The Big Day's Arrived - Now What?
It’s hard to not get excited when the big day finally arrives. You have been working for several weeks on getting your property prepared for your new steel building and now it’s time for you to receive the building components that you’ve only seen on paper.
There are several steps in the building delivery process, including some pre-planning that must take place. Let’s consider these steps one by one.
Arrangements should be made for your erection contractor to be present on the delivery day to verify that all the parts and pieces are present and accounted for. If you are going to be doing your own erection, it is important for you to be careful and thorough in this step to ensure that there are no missing or damaged components.
If you are using a contractor, make sure that you have clarified in your contract who will be doing the off-loading and staging of the materials. The manufacturer does not supply labor or lift equipment to help you unload the truck once it arrives; that is your responsibility. So, your agreement with the contractor should address that. Necessary equipment could include a crane, forklift, pallet jacks, and so forth, depending on the size of your building and the layout of your building site.
On the subject of site layout, careful thought should have been given to access and staging. If your property is large and flat, this should be relatively simple. But if the site is small, odd-shaped, sloped, or covered with rocks or trees, all of these factors must have been taken into consideration when planning the truck’s entrance and exit, as well as the locations where the delivered materials will be staged.
There are two inspections that you and your contractor will perform: the unloading inspection and the unpacking inspection. The first one is done while the delivery vehicle is still there; the second one can be done later.
When your building arrives, it will obviously be in many, many pieces.

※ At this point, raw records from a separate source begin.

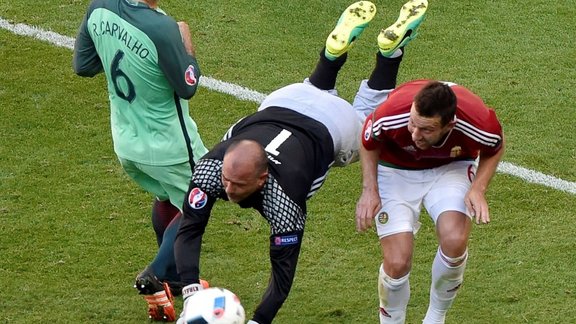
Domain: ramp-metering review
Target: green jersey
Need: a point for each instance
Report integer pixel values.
(150, 76)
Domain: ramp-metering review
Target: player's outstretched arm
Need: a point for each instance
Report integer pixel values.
(476, 197)
(369, 203)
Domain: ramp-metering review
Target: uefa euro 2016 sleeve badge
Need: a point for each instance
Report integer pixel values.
(383, 218)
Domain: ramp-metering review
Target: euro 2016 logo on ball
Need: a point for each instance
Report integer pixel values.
(197, 198)
(213, 306)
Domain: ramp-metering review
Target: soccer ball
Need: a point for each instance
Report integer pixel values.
(214, 306)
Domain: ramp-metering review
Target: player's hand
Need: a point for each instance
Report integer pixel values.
(187, 38)
(477, 206)
(368, 205)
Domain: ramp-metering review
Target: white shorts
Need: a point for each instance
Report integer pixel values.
(403, 192)
(326, 107)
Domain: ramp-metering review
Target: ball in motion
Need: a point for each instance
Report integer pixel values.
(214, 306)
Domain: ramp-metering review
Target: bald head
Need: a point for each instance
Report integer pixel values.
(244, 169)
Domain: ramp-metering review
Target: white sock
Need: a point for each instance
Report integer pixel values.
(393, 295)
(446, 279)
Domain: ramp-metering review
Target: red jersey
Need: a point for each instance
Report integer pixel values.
(477, 130)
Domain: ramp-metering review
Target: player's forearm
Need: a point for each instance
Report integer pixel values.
(369, 162)
(487, 166)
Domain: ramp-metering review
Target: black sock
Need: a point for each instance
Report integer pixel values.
(385, 72)
(324, 75)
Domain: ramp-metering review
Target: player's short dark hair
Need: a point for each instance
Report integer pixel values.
(436, 99)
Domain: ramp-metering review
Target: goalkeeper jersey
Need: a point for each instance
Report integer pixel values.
(149, 75)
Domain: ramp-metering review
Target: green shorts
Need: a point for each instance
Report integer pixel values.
(165, 182)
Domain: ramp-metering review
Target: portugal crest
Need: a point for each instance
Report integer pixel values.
(197, 198)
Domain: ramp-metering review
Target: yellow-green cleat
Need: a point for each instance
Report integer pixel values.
(349, 27)
(404, 29)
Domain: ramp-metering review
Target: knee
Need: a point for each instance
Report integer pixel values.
(397, 267)
(454, 244)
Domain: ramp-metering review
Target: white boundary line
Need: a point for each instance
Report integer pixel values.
(243, 93)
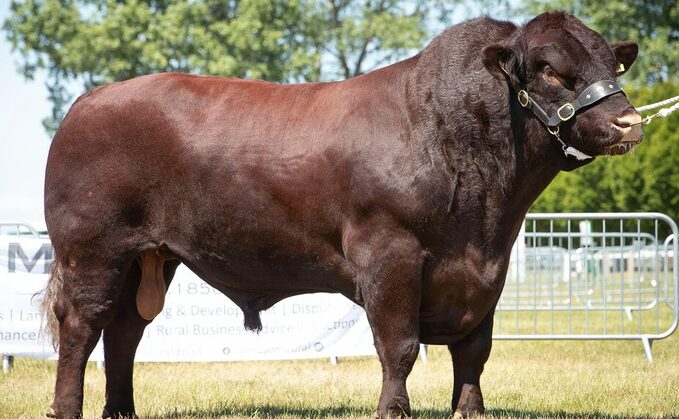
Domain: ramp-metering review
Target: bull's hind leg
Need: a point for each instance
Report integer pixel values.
(469, 356)
(83, 306)
(389, 264)
(121, 338)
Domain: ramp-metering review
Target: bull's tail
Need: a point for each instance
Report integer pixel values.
(51, 295)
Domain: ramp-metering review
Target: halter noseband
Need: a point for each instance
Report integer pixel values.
(589, 96)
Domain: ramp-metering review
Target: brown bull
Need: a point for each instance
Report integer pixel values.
(402, 189)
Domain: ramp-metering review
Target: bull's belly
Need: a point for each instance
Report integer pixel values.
(246, 275)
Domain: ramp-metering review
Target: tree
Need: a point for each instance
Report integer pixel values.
(85, 43)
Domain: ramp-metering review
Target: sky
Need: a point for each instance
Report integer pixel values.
(24, 144)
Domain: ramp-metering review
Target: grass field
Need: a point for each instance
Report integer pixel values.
(522, 380)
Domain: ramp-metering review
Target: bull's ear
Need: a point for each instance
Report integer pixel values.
(625, 53)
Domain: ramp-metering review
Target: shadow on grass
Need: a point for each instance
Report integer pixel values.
(268, 411)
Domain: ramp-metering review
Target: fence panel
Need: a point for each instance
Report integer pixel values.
(592, 276)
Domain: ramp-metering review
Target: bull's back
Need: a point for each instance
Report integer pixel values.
(210, 166)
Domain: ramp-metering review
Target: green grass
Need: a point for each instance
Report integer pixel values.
(554, 379)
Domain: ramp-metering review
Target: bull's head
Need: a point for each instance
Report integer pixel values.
(558, 61)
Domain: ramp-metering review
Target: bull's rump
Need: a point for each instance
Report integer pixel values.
(239, 179)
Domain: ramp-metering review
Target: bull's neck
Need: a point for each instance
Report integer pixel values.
(506, 156)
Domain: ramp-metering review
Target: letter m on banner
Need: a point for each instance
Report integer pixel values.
(16, 251)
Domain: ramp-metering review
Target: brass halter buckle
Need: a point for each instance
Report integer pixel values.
(566, 106)
(524, 99)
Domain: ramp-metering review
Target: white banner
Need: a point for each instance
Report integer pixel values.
(198, 323)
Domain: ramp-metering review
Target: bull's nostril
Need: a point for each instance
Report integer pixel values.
(627, 120)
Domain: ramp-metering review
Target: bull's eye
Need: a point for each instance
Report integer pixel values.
(549, 72)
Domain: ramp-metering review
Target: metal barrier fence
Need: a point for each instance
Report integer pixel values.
(592, 276)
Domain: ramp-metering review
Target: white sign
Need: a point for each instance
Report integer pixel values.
(197, 323)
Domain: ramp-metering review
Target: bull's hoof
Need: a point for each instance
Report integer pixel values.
(50, 412)
(118, 414)
(468, 413)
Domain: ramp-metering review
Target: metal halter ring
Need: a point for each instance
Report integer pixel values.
(569, 107)
(524, 99)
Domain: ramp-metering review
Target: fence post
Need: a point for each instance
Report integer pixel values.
(7, 363)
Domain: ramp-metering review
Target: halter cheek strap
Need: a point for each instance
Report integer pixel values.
(589, 96)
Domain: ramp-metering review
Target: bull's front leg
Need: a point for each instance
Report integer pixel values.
(389, 265)
(469, 356)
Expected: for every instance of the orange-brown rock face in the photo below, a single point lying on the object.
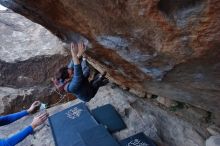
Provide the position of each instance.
(169, 48)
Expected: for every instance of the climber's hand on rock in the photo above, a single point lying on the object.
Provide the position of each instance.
(81, 49)
(74, 49)
(40, 119)
(34, 107)
(74, 52)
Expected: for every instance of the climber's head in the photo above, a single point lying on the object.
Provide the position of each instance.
(62, 77)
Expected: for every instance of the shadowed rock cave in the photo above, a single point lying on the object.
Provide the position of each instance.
(161, 57)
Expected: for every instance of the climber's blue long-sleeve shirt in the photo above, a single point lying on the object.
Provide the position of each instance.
(18, 137)
(80, 86)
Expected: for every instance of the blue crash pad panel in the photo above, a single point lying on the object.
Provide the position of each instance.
(139, 139)
(109, 117)
(98, 136)
(67, 124)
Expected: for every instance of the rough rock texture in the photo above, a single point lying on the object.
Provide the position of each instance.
(29, 56)
(163, 47)
(139, 115)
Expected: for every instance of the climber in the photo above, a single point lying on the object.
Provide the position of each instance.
(74, 77)
(18, 137)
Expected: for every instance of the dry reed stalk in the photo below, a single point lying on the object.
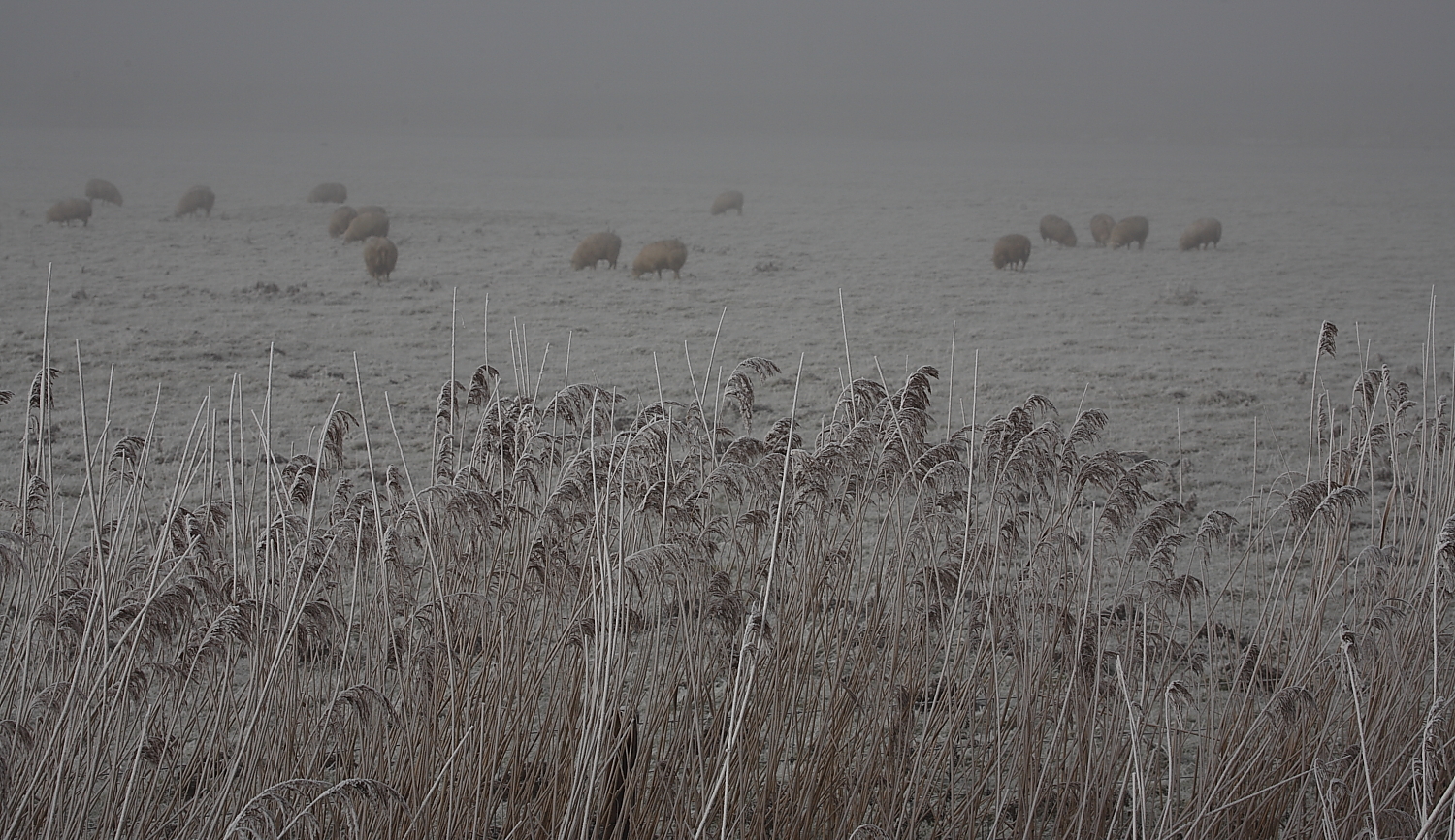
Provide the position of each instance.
(585, 622)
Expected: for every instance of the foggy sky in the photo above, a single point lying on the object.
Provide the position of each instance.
(1301, 70)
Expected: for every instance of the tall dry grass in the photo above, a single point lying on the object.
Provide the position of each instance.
(584, 619)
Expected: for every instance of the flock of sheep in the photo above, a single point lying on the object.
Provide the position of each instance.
(1013, 249)
(370, 226)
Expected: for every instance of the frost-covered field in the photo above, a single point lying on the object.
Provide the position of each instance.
(1215, 345)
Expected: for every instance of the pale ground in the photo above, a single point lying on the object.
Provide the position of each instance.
(1210, 342)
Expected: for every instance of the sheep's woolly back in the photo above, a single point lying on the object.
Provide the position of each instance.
(1201, 235)
(1058, 230)
(596, 247)
(69, 210)
(380, 256)
(195, 200)
(331, 192)
(1012, 249)
(340, 218)
(1128, 230)
(663, 255)
(730, 200)
(366, 224)
(101, 189)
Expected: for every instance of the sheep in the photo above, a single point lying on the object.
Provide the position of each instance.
(596, 247)
(69, 210)
(367, 224)
(102, 191)
(329, 194)
(1012, 249)
(1201, 235)
(340, 218)
(1058, 230)
(194, 200)
(1128, 230)
(380, 256)
(668, 253)
(730, 200)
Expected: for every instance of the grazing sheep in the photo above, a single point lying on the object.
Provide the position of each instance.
(730, 200)
(69, 210)
(1201, 235)
(340, 218)
(1128, 230)
(380, 256)
(194, 200)
(366, 224)
(1012, 249)
(596, 247)
(1058, 230)
(102, 191)
(668, 253)
(329, 194)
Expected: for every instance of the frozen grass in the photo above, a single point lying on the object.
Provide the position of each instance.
(677, 621)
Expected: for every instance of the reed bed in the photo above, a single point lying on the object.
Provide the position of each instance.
(581, 619)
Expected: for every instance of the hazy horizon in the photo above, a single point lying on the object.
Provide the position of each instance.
(1218, 70)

These are all shrink-wrapped, bundled, bagged, and boxed in a way that is both efficient and environmentally responsible. When you were first given the design and construction plans, an inventory packing list was included in that package--it’s recommended you make a few copies before starting the inspections.
As items are taken off the truck, you will need to examine each, checking them off a master copy of the inventory packing list as you go. If any items are missing or damaged, or if there are an insufficient amount of any pieces, you will need to file a report with the carrier immediately while they’re still on site. If a package is damaged, open it and inspect the contents, reporting any damaged items. Until the unloading inspection is done and you have approved all the items, and reported damaged and missing ones, you have not officially received the shipment. This step is important as it will expedite the replacement of any missing or damaged parts.
After you’ve officially received the shipment and the carrier has left, it’s time to unpack it. Now is the time to perform an even more in-depth examination of all the delivered items. Use a second copy of the master inventory list and check off all of the items again, making sure that you not only received everything that was ordered but that there is the correct quantity of each of the items. If you find that there are any damaged or missing components that were not reported to the carrier in the unloading inspection, you have 14 days from receipt to file a report to the manufacturer.
Although these inspections may be somewhat tedious and even seem redundant, they are both extremely important. Although the computer-assisted modular design process has cut down on loss and defects in construction, mistakes can still happen. Reports and claims filed in a timely manner make the settlement process much simpler, allowing you to focus on the much more pleasant task at hand: getting your new steel building built!
1. Components should be placed as near to the point that they will be used as is practical. Heavy or unwieldy items may require lifting or moving equipment; smaller and lighter pieces can be moved by hand.
2. Columns should be unloaded near their respective positions by the anchor bolts that they correspond to. They may be placed on the foundation slab on top of even wood blocks. It is also a good idea to place slings (cables) under heavy columns and other framing members for easier lifting. End Walls are typically unloaded and laid at the ends of the slab where they will be erected.
3. It’s generally best to put all hardware packages in one place to make it easier to keep stock of them. Placing them near the center of the building helps to cut down on travel time across the building site and makes for easier access.
4. Purlins and girts should be stored near sidewalls and kept clear of other materials. Packages of sheet goods should be kept out of the way since they’re the next-to-last items to be added to the building. Place them on blocks and provide a slight slope at one end for drainage in case of rain. Accessories should also be kept out of the way; they’re the last components that will be installed after the basic steel building is constructed.
5. Ensure that all components are staged in such a way as to prevent workers from accidentally stepping on them. Depending on climate and weather conditions, the materials may need to be covered or otherwise protected from the elements so that they will be clean and dry when construction begins.